Art & Culture

Then, There and Them : une exploration de la « queerness" en tant qu’action de construction communautaire

Même si je ne connaissais pas Leire de Meer avant la réunion Zoom d’aujourd’hui, j’ai beaucoup apprécié découvrir son collectif artistique et sa prochaine exposition, intitulée Then, There and Them, qui aura lieu début juillet.

Ce collectif artistique est né d’une collaboration entre le Rainbow Center et le Lëtzebuerg City Museum. Il explore la « queerness" en tant qu’acte de construction communautaire. Dans l’entretien qui suit, Leire explique comment le projet a vu le jour et décrit ce à quoi les visiteurs peuvent s’attendre lors de l’exposition.

queer.lu : Parlez-moi de vous et de votre rapport à l’art.

Leire de Meer : Je suis un·e artiste visuel·le non binaire, performeur·euse, acteur·rice culturel·le, commissaire d’exposition et animateur·rice. J’utilise tous les pronoms et j’ai une formation en beaux-arts – j’ai obtenu ma licence et mon master à Madrid. J’adore l’art. Il me relie à mes amis, au temps qui passe, à d’autres auteur·rice·s et artistes. C’est un magnifique outil de communication, ainsi qu’un outil de création de mondes, pour lequel je suis tout simplement très reconnaissant·e. L’art est ma façon de comprendre le monde, c’est donc aussi une pratique très cognitive.

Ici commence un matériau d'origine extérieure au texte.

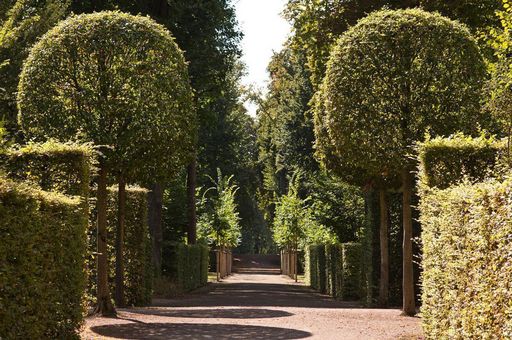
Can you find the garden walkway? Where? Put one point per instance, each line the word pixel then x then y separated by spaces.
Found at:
pixel 255 303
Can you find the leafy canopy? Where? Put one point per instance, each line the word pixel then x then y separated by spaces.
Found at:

Tu es actuellement bénévole au Rainbow Center. Comment cela se passe-t-il ?

La raison de mon séjour au Luxembourg est ce projet de volontariat européen au Rainbow Center. J’aide à développer sa programmation culturelle et artistique destinée au public : je propose des idées et j’ai mon propre projet. J’ai organisé une exposition consacrée à un·e photographe hispano-brésilien·ne. Je suis également le·a créateur·rice et l’animateur·rice d’un collectif artistique lié à une exposition qui aura lieu en juillet au Rainbow Center, ainsi qu’au Musée de la Ville de Luxembourg.

Quelles sont vos intentions derrière votre exposition prévue en juillet ?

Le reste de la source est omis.